[45] Dont nous donnons plus loin des extraits.

VI
HISTOIRE DES DIALECTES DU SUD-EST DE LA FRANCE

Langue ligurienne.—Langue grecque.—Langue latine.—Langues barbares.—Langue francique ou théotisque.—Langue romane.

Si, jusqu’ici, nous avons donné une relation à peu près complète des usages et coutumes des Provençaux, nous n’avons qu’effleuré la question de leur langue, dans un simple aperçu, indispensable à l’histoire du Félibrige. L’histoire de la langue provençale offre un intérêt trop considérable pour n’être pas traitée séparément. Aussi nous avons cru devoir, dans les chapitres suivants, lui consacrer la place que son importance lui assigne.

Dans l’historique des idiomes parlés et écrits en Provence, nous remontons jusqu’aux origines, en passant par le grec, le latin et le roman, parce que nous avons pensé qu’il y avait intérêt à démontrer que le provençal actuel, né de ces langues, possède, encore de nos jours, des mots qui lui ont été légués par cette époque primitive où les rivages de la Méditerranée étaient habités par les Ligures. Le lecteur pourra se rendre compte de ce fait en parcourant les petits vocabulaires des mots restés dans le provençal usuel et se trouvera ainsi fixé sur cette question de linguistique.

Après avoir retracé les phases brillantes ou obscures par lesquelles ont passé les langues parlées et écrites en Provence depuis leurs origines jusqu’à nos jours, il nous a paru indispensable, pour juger des transformations et des progrès qu’elles ont subis, de citer des morceaux choisis, soit en prose, soit en vers, des idiomes locaux. Ces exemples donneront une idée des divers dialectes du Midi, de la corrélation qui pouvait exister entre eux et de leur valeur littéraire.

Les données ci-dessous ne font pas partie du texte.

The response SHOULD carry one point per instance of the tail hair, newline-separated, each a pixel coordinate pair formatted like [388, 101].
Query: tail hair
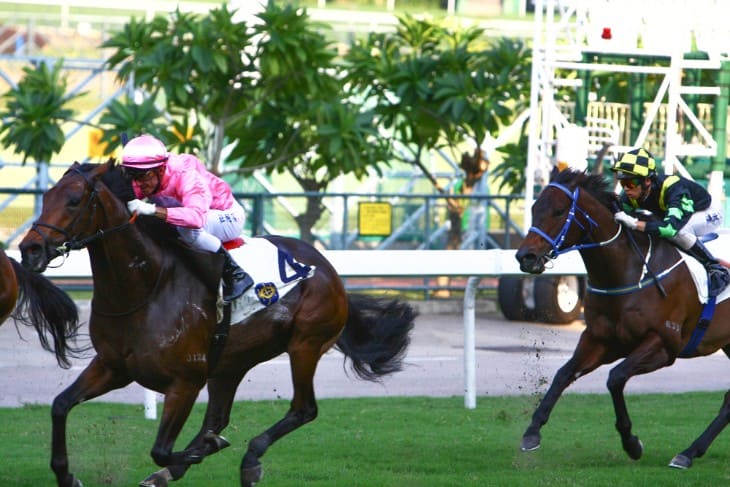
[377, 335]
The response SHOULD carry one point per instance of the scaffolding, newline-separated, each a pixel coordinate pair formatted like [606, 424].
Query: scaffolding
[663, 38]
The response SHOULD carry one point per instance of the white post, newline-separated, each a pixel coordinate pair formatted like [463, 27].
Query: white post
[150, 404]
[470, 381]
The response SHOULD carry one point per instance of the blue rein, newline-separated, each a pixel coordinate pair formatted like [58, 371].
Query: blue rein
[557, 242]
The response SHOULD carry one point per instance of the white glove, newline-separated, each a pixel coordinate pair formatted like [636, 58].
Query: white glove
[141, 207]
[626, 219]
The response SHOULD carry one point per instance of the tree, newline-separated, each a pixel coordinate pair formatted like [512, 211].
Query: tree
[308, 122]
[273, 90]
[197, 68]
[35, 110]
[435, 88]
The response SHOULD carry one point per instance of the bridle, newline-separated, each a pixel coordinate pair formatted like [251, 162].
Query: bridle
[557, 246]
[72, 242]
[557, 243]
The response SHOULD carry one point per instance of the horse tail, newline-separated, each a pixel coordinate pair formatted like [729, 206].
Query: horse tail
[50, 311]
[376, 335]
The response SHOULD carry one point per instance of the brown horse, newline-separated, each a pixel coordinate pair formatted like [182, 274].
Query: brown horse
[34, 301]
[641, 305]
[153, 319]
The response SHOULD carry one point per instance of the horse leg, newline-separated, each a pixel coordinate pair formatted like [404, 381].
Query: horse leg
[701, 444]
[302, 410]
[648, 357]
[179, 401]
[221, 393]
[588, 355]
[94, 381]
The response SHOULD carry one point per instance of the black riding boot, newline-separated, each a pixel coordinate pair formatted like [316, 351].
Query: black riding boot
[235, 279]
[717, 274]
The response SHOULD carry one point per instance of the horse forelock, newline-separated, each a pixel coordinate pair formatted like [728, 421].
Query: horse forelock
[595, 184]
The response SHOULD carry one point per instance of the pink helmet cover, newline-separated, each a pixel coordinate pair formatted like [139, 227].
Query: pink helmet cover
[144, 152]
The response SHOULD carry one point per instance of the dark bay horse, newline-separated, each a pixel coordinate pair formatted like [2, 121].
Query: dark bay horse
[34, 301]
[153, 318]
[643, 313]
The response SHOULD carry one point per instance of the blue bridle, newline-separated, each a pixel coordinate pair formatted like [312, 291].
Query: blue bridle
[557, 242]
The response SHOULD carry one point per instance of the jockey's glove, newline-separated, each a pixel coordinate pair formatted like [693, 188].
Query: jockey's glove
[141, 207]
[626, 219]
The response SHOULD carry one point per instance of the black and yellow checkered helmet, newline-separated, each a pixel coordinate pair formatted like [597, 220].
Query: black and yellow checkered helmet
[635, 163]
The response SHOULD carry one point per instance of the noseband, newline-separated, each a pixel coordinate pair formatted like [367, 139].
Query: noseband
[557, 242]
[72, 243]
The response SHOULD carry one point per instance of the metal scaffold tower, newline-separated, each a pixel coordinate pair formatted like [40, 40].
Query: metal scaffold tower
[668, 39]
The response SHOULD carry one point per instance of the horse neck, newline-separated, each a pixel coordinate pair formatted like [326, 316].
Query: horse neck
[125, 259]
[608, 264]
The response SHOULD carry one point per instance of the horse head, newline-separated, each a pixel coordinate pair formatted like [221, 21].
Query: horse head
[79, 209]
[573, 212]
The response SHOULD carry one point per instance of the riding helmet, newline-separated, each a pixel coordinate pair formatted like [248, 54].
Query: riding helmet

Enfin, pour terminer cet ouvrage, nous donnons la grammaire provençale que C.-F. Achard fit paraître en 1794, et qui, la première, fixa les règles de l’orthographe et de la prononciation. Depuis, sous l’influence du Félibrige, des modifications ont été apportées dans notre langue. Le Dictionnaire de Mistral, véritable monument d’histoire et de linguistique, en a arrêté définitivement la forme, l’emploi, la prononciation et l’orthographe. De son côté, le Frère Savinien a fait paraître tout un cours de provençal à l’usage des écoles primaires: grammaire, exercices lexicologiques, versions et thèmes, dont nous donnons des extraits qui, avec l’ouvrage de F.-C. Achard, permettront de comparer le provençal d’avant la Révolution avec celui de nos jours.

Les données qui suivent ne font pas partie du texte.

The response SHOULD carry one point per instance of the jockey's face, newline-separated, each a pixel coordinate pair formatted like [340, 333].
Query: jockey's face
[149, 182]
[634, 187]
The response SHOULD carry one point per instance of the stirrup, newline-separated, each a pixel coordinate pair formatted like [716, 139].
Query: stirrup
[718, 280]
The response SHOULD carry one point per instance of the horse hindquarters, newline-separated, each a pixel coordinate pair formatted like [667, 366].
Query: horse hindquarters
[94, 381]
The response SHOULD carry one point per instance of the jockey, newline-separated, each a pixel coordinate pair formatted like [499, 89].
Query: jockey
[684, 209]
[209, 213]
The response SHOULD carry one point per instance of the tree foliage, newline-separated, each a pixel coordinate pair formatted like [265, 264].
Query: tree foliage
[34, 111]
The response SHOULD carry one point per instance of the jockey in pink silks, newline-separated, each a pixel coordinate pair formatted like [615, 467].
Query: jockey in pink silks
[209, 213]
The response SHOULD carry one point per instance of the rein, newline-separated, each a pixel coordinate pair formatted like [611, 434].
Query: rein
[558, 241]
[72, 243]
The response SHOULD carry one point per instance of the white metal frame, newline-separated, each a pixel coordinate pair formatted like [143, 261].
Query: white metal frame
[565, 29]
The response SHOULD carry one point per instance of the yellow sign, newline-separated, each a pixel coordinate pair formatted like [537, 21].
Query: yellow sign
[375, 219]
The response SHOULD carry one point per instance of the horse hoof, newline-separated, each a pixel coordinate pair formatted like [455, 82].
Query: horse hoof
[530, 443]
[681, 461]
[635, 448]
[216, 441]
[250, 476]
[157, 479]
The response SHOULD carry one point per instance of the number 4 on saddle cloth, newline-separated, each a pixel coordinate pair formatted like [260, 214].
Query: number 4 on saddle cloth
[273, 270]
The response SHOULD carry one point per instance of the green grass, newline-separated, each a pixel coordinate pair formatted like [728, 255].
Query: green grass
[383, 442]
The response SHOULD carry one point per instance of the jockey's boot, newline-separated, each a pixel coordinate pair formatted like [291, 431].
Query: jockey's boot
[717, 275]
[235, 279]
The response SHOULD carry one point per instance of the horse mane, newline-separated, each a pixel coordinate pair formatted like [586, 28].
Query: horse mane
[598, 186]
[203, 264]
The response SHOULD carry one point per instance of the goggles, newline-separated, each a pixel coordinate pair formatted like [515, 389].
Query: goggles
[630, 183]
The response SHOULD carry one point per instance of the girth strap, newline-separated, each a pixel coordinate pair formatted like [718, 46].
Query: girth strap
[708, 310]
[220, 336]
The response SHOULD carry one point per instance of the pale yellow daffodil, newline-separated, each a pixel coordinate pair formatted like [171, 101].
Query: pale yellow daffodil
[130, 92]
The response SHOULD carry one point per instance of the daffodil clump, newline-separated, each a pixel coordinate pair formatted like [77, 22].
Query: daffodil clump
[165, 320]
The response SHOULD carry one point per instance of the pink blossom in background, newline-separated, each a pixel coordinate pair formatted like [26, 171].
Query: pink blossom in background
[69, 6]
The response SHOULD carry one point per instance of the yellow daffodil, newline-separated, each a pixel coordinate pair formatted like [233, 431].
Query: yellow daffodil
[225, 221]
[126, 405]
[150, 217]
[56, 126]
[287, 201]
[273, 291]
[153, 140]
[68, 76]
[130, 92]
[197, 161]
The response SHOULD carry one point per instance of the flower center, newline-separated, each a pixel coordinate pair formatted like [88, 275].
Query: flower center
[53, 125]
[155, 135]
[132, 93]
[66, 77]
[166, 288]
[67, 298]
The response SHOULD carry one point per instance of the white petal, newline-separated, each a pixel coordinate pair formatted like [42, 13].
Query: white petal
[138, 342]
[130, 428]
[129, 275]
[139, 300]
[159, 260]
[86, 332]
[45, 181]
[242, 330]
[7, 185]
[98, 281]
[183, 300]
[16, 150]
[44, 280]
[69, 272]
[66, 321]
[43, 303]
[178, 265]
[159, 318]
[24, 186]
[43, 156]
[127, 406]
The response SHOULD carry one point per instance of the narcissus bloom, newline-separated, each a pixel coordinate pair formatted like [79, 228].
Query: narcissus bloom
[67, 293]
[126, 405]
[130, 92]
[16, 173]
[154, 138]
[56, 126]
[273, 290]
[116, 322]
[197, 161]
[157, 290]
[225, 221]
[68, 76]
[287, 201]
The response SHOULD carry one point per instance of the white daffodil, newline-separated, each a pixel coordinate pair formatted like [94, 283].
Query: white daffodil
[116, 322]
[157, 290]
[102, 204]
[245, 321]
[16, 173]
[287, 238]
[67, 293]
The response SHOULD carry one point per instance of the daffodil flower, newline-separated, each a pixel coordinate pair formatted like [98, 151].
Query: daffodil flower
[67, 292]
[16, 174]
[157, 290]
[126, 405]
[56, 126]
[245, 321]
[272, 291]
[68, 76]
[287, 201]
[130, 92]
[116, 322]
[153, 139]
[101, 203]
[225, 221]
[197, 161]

Le Frère Savinien, instituteur aussi savant que modeste, a adopté l’orthographe félibréenne et a fait dans son école une application pratique de la méthode étymologique pour l’enseignement du français par le provençal. Ses efforts ont été couronnés d’un plein succès et lui ont valu les éloges et les encouragements les plus mérités du monde littéraire et des membres les plus haut placés de l’enseignement public. Nous sommes particulièrement heureux de le constater ici et nous faisons des vœux pour que cet enseignement soit généralisé pour le plus grand honneur des lettres françaises.

La parole est l’expression de la pensée et le signe distinctif du genre humain. Mais cette manifestation la plus évidente des hautes facultés de l’homme n’est pas la même chez tous les peuples. De là est née la diversité des langages. Leur formation n’a rien eu de spontané; œuvre collective d’une suite de générations, elle a subi, chez les différentes nations, des modifications nées de la vie en commun, des besoins de l’existence et de la diversité des races.

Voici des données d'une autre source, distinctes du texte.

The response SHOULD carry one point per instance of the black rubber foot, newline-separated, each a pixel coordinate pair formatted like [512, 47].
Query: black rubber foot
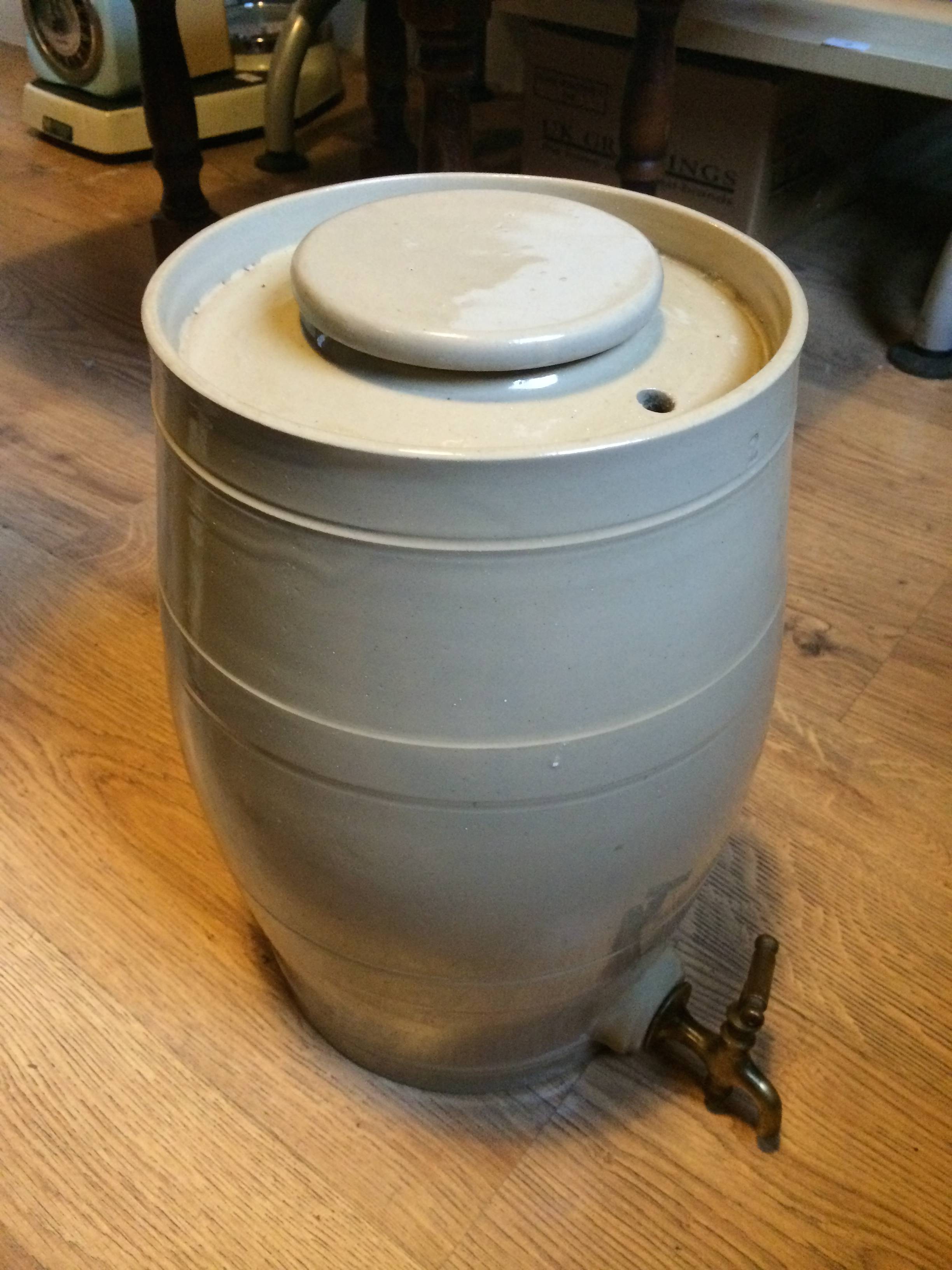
[281, 160]
[922, 362]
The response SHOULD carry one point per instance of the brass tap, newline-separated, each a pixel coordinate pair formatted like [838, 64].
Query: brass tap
[726, 1054]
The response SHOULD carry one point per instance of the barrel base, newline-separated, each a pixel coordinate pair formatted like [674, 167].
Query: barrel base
[467, 1038]
[562, 1063]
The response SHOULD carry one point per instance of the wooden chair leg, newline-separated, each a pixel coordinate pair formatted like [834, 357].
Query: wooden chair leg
[649, 97]
[450, 36]
[173, 128]
[385, 59]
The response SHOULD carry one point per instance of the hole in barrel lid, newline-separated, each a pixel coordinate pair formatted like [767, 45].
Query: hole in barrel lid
[657, 400]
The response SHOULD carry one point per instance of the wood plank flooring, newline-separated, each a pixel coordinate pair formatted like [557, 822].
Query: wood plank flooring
[162, 1103]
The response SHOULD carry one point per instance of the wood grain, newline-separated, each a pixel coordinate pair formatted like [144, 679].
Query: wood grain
[163, 1103]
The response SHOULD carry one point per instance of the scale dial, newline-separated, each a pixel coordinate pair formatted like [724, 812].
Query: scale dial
[69, 36]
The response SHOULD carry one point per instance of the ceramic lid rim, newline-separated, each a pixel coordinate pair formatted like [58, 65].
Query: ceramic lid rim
[329, 285]
[786, 354]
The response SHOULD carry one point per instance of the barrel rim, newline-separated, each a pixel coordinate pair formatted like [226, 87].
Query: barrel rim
[777, 365]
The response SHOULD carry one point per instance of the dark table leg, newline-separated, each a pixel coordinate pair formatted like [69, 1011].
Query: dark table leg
[450, 33]
[649, 97]
[385, 56]
[173, 128]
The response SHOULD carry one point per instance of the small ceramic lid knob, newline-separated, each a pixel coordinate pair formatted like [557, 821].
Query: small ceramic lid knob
[478, 280]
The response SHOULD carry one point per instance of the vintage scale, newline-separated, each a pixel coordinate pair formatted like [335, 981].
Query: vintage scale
[86, 54]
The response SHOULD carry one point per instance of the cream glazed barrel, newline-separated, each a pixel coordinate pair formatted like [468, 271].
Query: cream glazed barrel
[472, 510]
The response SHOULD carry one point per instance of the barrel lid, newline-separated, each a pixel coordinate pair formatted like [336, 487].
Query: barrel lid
[478, 280]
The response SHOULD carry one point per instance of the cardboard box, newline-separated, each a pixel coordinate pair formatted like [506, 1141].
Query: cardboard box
[763, 149]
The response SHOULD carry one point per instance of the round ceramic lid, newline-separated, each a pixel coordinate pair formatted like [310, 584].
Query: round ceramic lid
[488, 280]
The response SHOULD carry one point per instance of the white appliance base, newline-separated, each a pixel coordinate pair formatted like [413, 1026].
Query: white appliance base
[225, 105]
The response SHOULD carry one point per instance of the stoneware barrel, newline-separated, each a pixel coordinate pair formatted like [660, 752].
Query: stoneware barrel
[472, 597]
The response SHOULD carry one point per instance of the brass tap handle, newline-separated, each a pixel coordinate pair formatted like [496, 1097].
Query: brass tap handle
[726, 1054]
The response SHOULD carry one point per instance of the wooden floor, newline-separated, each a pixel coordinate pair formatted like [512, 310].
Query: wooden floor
[163, 1105]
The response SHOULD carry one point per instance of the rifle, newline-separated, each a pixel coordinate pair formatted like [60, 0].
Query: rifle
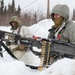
[56, 46]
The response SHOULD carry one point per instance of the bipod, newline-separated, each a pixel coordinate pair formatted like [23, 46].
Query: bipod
[44, 54]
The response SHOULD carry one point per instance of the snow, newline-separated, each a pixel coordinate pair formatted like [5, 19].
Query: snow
[9, 66]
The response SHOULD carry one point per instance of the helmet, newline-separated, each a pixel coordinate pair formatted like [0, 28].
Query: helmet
[16, 20]
[62, 10]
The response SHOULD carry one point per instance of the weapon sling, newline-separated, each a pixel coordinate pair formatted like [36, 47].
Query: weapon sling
[44, 54]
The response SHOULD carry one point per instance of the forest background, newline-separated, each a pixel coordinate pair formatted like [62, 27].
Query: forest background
[27, 18]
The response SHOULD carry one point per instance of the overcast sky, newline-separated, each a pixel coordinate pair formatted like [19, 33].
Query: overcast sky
[40, 4]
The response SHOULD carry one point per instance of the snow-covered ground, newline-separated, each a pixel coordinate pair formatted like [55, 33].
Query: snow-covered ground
[9, 66]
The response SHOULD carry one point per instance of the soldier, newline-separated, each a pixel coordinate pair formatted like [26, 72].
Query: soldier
[63, 28]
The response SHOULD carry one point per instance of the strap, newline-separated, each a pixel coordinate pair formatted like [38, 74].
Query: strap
[8, 50]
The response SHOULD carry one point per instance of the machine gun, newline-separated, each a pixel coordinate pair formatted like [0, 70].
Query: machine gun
[50, 47]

Les langages se divisent à l’infini; cependant les philologues, les linguistes sont d’accord pour trouver dans ces idiomes différents des rapports, des affinités, des analogies, marques d’une commune origine. Partant de ce principe, on est amené à croire qu’ils ne sont que des empreintes inégales d’un même type. De cette source seraient nés des dialectes qu’on peut réunir dans un même groupe et rattacher plus ou moins étroitement à une langue mère, qui, pour avoir cessé d’être vulgaire, n’en a pas moins laissé des traces ineffaçables de son ancienne existence et de sa domination.